V3,
I think External memory would be still RAM and not the optical disc...
They didn't license Yellowstone just to increase their IP portfolio
Keeping everyhting in the e-DRAM could be feasible with sub 45 nm tech as I do not see 256-512 MB of e-DRAM EVER fitting with 65 nm technology... 64 is a bit of a stretch and using 4 BEs would make the PCB board too complex...
Still they might use Yellowstone for the e-DRAM and Redstone for chip-to-chip interconnect...
I found this in the patent which actually supports your theory...
[0064] PE 201 is closely associated with a dynamic random access memory (DRAM) 225 through a high bandwidth memory connection 227. DRAM 225 functions as the main memory for PE 201.
Still it says "for PE" and not for the system... I would expect some meory to be found in the I/O CPU at least to buffer from the optical disc ( it could be the 32 MB of Direct RAMBUS DRAM inherited from PS2 backward compatibility in the I/O ASIC )...
Still the Hybrid UMA approach makes sense... and their menaing of functioning as main memory might mean something realted to the fact the DMAC's do see the e-DRAM, but not the external memory... the e-DRAM is main RAM as far as the PEs are concerned...
The Visualizer would have some e-DRAM too I'd think and so will the I/O CPU... having a decent sized RAM pool attached to the I/O ASIC as external memory could be interesting ( external is referred to compare it with internal/embedded DRAM that the BE does habe on chip... ) as it would follow quite well the Hybrid UMA principle ( shared memory, but each accessing processor has a bit of local memory [Local Storage] to buffer data and work locally while the bus is not available )
Vers,
I think I owe you an apology... I re-read the patent ( again
) and found this... ( took the time to look at it well )...

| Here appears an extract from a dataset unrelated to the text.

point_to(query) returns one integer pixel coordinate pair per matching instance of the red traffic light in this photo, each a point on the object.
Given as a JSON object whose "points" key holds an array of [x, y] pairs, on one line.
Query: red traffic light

[0081] FIG. 12A illustrates the control system and structure for the DRAM of a BE. A similar control system and structure is employed in processors having other sizes and containing more or less PEs. As shown in this figure, a cross-bar switch connects each DMAC 1210 of the four PEs comprising BE 1201 to eight bank controls 1206. Each bank control 1206 controls eight banks 1208 (only four are shown in the figure) of DRAM 1204. DRAM 1204, therefore, comprises a total of sixty-four banks. In a preferred embodiment, DRAM 1204 has a capacity of 64 megabytes, and each bank has a capacity of 1 megabyte. The smallest addressable unit within each bank, in this preferred embodiment, is a block of 1024 bits.
64 banks, 1 MB each...
Each DMAC of the four PEs connects to 8 bank controls through a crossbar switch ( only one request at a time from each bank
)...
Each bank control controls 8 banks...
You transfer in 128 bytes chunks ( 1,024 bits ) from each bank...
Each bank control is connected to the Switch ( Switching logic ) which, for each bank controller, allows one transaction...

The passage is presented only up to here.